Em 06 de agosto de 1945, Bae lembra-se de ouvir os aviões a sobrevoar a casa enquanto brincava. Poucos minutos depois, deu por si enterrada sob os escombros.
"Disse à minha mãe em japonês: 'Mamã, há aviões! Há aviões'", contou Bae à agência de notícias France-Presse (AFP).
Os tios não sobreviveram à queda do prédio onde viviam.
"Nunca disse ao meu marido que estava em Hiroshima e que tinha sido vítima do bombardeamento", admitiu Bae.
"Na altura, as pessoas diziam que se casava com a pessoa errada se ela tivesse sobrevivido a um bombardeamento atómico", explicou.
Os dois filhos só souberam que tinha estado em Hiroshima quando se registou num centro para vítimas na cidade natal de Hapcheon, na Coreia do Sul.
A radiação que a afetou obrigou-a mais tarde a retirar os ovários e um seio, devido ao elevado risco de cancro.
Cerca de 740.000 pessoas morreram ou ficaram feridas nos dois bombardeamentos de Hiroshima e Nagasaki, ocorrido três dias depois, em 09 de agosto.
De acordo com os dados disponíveis, mais de 10% das vítimas eram coreanas.
Kim Hwa-ja tinha 4 anos em 06 de agosto de 1945. Lembra-se de ter sido obrigada a fugir de Hiroshima numa carroça puxada por cavalos.
"O fumo enchia o ar e a cidade estava a arder", contou.
A mãe gritava-lhe que se escondesse debaixo de um cobertor e que não olhasse.
As organizações calculam que cerca de 50.000 coreanos se encontravam na cidade nesse dia, incluindo dezenas de milhares que eram obrigados a trabalhar nas instalações militares, mas os registos são incompletos.
"O edifício municipal foi tão devastado que não foi possível encontrar documentos claros", disse um funcionário local à AFP.
A política colonial japonesa proibia a utilização de nomes coreanos, o que complica a tentativa de encontrar registos.
Os sobreviventes que permaneceram no Japão tiveram de suportar uma dupla discriminação: como sobreviventes, ou 'hibakusha' em japonês, e como coreanos.
As vítimas coreanas só foram reconhecidas no final da década de 1990, quando foi erigido um memorial no Parque Memorial da Paz de Hiroshima.

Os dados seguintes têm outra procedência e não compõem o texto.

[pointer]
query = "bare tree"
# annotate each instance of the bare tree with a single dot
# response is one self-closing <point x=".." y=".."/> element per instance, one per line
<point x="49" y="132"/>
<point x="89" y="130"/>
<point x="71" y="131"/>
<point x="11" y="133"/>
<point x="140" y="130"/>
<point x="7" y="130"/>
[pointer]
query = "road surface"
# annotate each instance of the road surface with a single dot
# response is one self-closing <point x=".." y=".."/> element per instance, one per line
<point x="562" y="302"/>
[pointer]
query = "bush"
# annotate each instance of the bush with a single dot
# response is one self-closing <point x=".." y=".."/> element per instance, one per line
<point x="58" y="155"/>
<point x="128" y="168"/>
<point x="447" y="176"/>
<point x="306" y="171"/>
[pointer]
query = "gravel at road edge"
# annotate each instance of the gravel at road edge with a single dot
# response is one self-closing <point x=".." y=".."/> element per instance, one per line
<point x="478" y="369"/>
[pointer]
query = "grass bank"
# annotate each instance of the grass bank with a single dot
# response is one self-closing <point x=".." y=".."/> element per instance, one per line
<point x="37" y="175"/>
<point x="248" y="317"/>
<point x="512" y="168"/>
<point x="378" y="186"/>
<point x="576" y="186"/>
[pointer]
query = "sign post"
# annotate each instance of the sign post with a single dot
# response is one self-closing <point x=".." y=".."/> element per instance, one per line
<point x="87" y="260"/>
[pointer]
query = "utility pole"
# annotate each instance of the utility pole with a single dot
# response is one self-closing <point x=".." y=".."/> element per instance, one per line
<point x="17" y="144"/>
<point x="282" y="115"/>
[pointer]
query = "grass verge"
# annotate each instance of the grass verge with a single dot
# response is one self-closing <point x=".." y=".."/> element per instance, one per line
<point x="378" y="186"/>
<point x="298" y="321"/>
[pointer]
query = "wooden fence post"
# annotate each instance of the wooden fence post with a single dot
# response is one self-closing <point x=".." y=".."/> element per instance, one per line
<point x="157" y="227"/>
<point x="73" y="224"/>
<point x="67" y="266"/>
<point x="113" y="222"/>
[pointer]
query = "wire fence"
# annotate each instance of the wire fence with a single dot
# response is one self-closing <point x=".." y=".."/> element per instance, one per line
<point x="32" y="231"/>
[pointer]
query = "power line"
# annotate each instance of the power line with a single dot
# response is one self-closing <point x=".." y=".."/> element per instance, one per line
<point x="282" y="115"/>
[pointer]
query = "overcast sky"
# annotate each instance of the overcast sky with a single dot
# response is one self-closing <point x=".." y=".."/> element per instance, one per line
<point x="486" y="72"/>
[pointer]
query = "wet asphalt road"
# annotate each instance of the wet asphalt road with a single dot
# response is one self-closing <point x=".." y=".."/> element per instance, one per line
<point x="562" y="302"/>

As dezenas de milhares de sobreviventes coreanos que regressaram ao país recém-independente também foram estigmatizados.
"Na altura, havia rumores infundados de que a exposição à radiação podia ser contagiosa", explicou, o diretor do Centro de Vítimas da Bomba Atómica, Jeong Soo-won, que organiza uma cerimónia na quarta-feira em Hapcheon.

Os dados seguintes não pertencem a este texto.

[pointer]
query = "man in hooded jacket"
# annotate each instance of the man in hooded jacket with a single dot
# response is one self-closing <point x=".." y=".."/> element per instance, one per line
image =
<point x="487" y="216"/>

A nível nacional, estima-se que existam cerca de 1.600 sobreviventes sul-coreanos ainda vivos, 82 dos quais vivem no centro, disse Jeong.
Em 2016, Seul promulgou uma lei especial para ajudar os sobreviventes, incluindo um subsídio mensal equivalente a cerca de 62 euros, mas não presta assistência aos descendentes.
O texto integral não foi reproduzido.